Queen’s and TCD collaborate on new digital archive capturing the artistic legacy of the Irish border
A new digital archive capturing the artistic legacy of the Irish border has recently been launched by academics from Queen’s and Trinity College Dublin.
Ireland’s Border Culture is a groundbreaking open access digital archive of the literature, visual art, memoir and film of Ireland’s ‘cultural borderscape’ from 1921 to the present day.
The project is a collaboration between the Seamus Heaney Centre at Queen’s and the Trinity Long Room Hub Arts & Humanities Research Institute.
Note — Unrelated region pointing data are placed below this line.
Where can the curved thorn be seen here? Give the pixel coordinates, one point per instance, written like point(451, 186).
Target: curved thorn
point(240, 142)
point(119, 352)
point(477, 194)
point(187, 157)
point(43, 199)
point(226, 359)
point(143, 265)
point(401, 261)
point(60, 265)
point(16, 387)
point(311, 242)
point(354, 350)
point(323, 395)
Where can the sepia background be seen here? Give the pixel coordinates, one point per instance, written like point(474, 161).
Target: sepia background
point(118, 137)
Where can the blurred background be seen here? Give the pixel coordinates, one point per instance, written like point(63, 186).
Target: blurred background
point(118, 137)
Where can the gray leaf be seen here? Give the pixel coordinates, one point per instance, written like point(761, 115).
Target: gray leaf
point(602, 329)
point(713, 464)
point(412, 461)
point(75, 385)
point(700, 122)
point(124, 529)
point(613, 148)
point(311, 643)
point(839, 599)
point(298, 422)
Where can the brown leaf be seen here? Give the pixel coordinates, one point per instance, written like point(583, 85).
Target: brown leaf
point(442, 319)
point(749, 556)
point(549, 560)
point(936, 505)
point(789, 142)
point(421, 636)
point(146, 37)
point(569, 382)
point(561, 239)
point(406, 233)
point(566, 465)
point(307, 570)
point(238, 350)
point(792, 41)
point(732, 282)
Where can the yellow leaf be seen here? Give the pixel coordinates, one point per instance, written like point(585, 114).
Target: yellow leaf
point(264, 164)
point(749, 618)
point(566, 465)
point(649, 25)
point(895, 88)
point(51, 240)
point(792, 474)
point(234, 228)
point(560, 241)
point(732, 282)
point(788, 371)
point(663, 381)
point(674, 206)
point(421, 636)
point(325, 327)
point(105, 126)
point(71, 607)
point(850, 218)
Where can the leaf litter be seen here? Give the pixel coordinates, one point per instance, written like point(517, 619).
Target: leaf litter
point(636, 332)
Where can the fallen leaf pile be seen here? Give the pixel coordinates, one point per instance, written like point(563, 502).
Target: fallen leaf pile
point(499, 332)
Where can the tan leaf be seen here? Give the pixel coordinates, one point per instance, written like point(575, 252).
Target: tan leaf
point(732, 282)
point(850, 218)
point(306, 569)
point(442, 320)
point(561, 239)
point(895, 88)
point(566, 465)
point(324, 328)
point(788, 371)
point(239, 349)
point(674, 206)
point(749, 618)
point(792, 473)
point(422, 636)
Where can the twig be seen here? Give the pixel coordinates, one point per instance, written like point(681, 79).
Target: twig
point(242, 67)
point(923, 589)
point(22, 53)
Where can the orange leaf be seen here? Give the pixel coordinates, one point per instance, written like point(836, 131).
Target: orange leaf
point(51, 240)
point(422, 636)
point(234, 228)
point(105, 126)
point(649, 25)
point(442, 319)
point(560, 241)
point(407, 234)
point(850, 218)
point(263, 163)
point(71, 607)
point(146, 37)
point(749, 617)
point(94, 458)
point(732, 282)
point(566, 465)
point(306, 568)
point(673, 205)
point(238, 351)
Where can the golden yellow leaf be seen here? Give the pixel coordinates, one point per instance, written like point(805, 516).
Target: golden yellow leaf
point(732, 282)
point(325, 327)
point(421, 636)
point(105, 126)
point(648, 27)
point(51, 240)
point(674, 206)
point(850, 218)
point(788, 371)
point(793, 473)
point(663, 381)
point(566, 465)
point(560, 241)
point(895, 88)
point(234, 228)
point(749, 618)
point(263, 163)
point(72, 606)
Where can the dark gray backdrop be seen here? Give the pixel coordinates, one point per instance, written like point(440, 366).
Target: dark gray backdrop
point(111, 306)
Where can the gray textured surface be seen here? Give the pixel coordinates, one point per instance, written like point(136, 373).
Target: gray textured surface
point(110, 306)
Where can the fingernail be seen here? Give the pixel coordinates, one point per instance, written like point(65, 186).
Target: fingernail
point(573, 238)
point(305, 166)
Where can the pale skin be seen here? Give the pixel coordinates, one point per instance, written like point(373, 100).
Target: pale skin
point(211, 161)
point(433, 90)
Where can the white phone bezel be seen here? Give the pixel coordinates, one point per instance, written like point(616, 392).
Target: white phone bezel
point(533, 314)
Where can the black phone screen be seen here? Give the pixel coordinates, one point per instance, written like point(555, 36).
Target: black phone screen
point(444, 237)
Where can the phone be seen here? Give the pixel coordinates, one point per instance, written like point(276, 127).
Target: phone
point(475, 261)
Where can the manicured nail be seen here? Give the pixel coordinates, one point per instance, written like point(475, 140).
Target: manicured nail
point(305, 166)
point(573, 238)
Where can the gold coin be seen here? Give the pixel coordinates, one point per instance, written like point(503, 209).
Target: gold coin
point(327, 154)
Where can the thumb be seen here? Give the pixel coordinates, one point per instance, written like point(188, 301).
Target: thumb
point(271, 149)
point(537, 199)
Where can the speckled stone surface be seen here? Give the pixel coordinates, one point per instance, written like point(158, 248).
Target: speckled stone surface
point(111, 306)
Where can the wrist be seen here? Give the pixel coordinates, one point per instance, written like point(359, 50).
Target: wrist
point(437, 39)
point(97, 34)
The project is funded under the Higher Education Authority’s North-South Shared Island research programme.
170 examples of literary and visual culture from and about the Irish border are featured in the archive ranging from Big Tom’s Back to Castleblayney to Lisa O’Neill’s No Train To Cavan, and Spike Milligan’s Puckoon to Rita Duffy’s United Ireland Tea Towel.
The editing team was led by Dr Garrett Carr from the Seamus Heaney Centre and Dr Aisling Reid from the School of Arts, English and Languages at Queen’s, who sourced, among other items, memoir extracts from politician and writer Cahir Healy, who was interned on the Argenta prison ship in Belfast Lough from 1922 – 1924 for his anti-partitionist activities.
Speaking about the project, Dr Carr said: “In capturing some of the artistic legacy of the border’s 100-year existence, the project has spotlighted the significance of writers, painters, photographers and film-makers in articulating the full complexity of life around the border region. We hope that this resource will be used by teachers, students, cultural historians and policy-makers, and members of the public at home and abroad, who are interested in Ireland’s border experience.”
The digital archive includes extracts from numerous writers, including poets Louis MacNeice, Ciaran Carson, Paul Muldoon and Eiléan ni Chuilleanáin, and novelists Pat McCabe, Jennifer Johnston, John McGahern and Michelle Gallon.
It also features music, including country and western favourites Big Tom and the Mainliners, Dundalk punk poet Jinx Lennon and the 1964 Clones Fleadh Cheoil. Visual arts is also well represented including Gretta Bowen’s 1940s faux naif painting The Customs Examination and work by Rita Duffy, Desmond Reid, Mairead McClean and others.
“Ireland’s border is not just a political or constitutional division, it is a region of distinct creativity. Ireland’s Border Culture project aims to document the richness and variety of references to the border and understand partition’s effect on a unique kind of cultural productivity. The selected examples illuminate Ireland’s ‘cultural borderscape’ and represent the border as an imaginative and creatively productive space,” explains Professor Eve Patten, Professor of English and Director of the Trinity Long Room Hub Arts and Humanities Research Institute.
Most of the curation was undertaken by the project’s postdoctoral researcher Dr Orla Fitzpatrick, a specialist in Irish visual culture.
With plans to develop and expand this growing resource with the inclusion of more writing from new immigrant communities in the border areas, the research team is keen to see how different users will respond to the material and perhaps suggest future inclusions.
The project was officially launched at Trinity’s Arts and Humanities Research Festival in Trinity College Dublin on Monday 23 September 2024.